Hündin schwerverletzt in Kellerabteil gefunden

Die Notversorgung der armen Pekinesen-Mix-Hündin dauerte eineinhalb Stunden. Foto: © Wiener Tierschutzverein
Die Notversorgung der armen Pekinesen-Mix-Hündin dauerte eineinhalb Stunden. Foto: © Wiener Tierschutzverein
Die Notversorgung der armen Pekinesen-Mix-Hündin dauerte eineinhalb Stunden. Foto: © Wiener Tierschutzverein

Tierärzte kämpfen derzeit um das Überleben einer jungen Pekinesen-Mix-Hündin, die schwer verletzt und in Bandagen gewickelt im Kellerabteil eines Wohnhauses in Wien Meidling gefunden worden war. Vermutlich war sie mit heißem Wasser oder Dampf verbrannt worden.
Weil sie aus dem Kellerabteil starken Verwesungsgeruch wahrnahmen, riefen die Bewohner eines Wohnhauses in Wien Meidling die Tierrettung des Wiener Tierschutzvereins. Es war ein trauriger Anblick, der sich dieser bei genauer Durchsuchung des Kellerabteils bot. In eine Decke gehüllt lag eine schwer verletzte Pekinesen-Mix-Hündin. Sie wurde sofort geborgen und ins Wiener Tierschutzhaus nach Vösendorf gebracht.

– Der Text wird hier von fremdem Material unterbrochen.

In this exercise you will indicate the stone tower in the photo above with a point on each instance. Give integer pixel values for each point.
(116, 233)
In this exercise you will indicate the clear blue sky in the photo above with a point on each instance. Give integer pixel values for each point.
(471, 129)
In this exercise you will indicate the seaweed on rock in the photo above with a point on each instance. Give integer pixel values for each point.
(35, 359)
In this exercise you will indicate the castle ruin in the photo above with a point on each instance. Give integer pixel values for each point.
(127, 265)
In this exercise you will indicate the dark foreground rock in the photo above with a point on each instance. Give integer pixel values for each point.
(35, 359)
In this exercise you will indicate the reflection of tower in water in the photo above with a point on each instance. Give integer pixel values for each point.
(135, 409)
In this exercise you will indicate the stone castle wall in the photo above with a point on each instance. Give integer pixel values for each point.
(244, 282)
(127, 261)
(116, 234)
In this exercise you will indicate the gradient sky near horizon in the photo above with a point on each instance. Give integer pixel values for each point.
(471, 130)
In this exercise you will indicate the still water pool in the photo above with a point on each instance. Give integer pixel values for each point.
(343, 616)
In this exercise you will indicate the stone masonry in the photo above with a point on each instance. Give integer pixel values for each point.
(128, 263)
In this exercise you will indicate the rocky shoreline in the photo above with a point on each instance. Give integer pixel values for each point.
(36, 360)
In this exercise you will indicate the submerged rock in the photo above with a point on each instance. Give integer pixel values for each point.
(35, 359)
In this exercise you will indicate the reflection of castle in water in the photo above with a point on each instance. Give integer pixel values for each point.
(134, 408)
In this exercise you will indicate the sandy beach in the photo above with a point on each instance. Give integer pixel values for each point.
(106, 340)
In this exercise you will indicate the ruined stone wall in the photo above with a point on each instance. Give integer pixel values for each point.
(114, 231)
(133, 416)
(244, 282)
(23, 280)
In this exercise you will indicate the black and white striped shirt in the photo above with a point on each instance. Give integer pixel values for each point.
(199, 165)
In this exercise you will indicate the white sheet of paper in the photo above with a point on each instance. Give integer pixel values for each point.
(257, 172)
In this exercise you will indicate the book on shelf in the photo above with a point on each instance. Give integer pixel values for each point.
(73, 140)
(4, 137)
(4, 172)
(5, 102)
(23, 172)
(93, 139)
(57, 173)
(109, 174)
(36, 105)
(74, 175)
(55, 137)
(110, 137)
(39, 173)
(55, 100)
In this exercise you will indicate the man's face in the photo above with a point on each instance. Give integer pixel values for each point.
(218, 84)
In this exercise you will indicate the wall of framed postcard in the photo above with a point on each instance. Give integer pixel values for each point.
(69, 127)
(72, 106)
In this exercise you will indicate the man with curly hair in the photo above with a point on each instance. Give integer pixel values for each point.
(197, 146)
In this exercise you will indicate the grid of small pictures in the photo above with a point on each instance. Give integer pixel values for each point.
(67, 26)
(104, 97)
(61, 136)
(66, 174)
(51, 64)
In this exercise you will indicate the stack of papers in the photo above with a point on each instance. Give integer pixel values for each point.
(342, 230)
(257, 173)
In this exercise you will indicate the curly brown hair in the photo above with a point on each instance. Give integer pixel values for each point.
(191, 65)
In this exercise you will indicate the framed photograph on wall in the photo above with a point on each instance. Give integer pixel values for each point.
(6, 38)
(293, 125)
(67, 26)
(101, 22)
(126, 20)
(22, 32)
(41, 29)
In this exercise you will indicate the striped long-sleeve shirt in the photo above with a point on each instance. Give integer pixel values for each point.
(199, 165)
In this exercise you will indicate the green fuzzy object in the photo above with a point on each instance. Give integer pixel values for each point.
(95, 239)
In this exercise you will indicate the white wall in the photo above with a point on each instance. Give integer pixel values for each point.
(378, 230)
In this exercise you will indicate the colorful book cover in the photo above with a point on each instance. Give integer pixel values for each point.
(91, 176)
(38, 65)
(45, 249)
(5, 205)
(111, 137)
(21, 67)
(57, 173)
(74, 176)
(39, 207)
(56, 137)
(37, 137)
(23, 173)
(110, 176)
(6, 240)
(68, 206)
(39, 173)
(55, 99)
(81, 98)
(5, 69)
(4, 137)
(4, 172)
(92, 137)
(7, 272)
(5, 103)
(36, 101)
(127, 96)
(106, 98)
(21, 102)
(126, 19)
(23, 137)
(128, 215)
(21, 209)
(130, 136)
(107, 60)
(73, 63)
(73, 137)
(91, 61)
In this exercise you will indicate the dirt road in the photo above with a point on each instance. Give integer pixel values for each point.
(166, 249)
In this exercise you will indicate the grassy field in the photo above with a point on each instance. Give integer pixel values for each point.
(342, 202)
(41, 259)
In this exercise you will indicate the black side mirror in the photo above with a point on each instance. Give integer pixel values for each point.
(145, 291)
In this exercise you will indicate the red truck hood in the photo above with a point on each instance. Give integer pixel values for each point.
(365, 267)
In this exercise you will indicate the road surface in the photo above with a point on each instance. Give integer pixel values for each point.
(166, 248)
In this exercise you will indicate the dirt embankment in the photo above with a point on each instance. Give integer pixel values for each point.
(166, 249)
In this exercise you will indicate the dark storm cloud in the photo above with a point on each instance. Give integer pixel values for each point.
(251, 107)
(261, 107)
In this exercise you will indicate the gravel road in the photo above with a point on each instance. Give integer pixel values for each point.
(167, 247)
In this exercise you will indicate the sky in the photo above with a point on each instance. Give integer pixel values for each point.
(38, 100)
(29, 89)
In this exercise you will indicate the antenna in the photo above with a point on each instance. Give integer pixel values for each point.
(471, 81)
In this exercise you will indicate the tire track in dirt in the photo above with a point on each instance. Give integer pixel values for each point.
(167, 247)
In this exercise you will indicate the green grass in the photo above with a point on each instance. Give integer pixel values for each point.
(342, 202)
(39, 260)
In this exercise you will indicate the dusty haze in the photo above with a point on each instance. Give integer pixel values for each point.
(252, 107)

Die etwa einjährige Hündin war in Bandagen eingewickelt, von denen der Verwesungsgeruch ausging. Es war ein schreckliches Bild, das sich den Tierärztinnen des Wiener Tierschutzvereines bot, denn die Verbände hatten sich bereits in das Fleisch des Hundemädchens gefressen, sodass diese nur unter Narkose entfernt werden konnten. Die Notversorgung dauerte rund eineinhalb Stunden. „Was der Hündin genau passiert ist, kann man nicht sagen. Es sieht aber ganz nach einer Verbrennung mit heißem Wasser oder Dampf aus. Das Tier aber ohne Hilfe einfach in einem Keller abzulegen ist ein Skandal. Die Schmerzen der Hündin sind kaum vorstellbar“, sagt Madeleine Petrovic, Präsidentin des Wiener Tierschutzvereins. Laut Petrovic bedarf es noch viel mehr Aufklärungsarbeit in der Bevölkerung. „Vielen Leuten ist immer noch nicht klar, dass kranke und verletzte Tiere die gleiche medizinische Betreuung benötigen wie Menschen. Sollte das jemandem aus sozialen Gründen nicht möglich sein, so gibt es Einrichtungen an die man sich wenden kann“.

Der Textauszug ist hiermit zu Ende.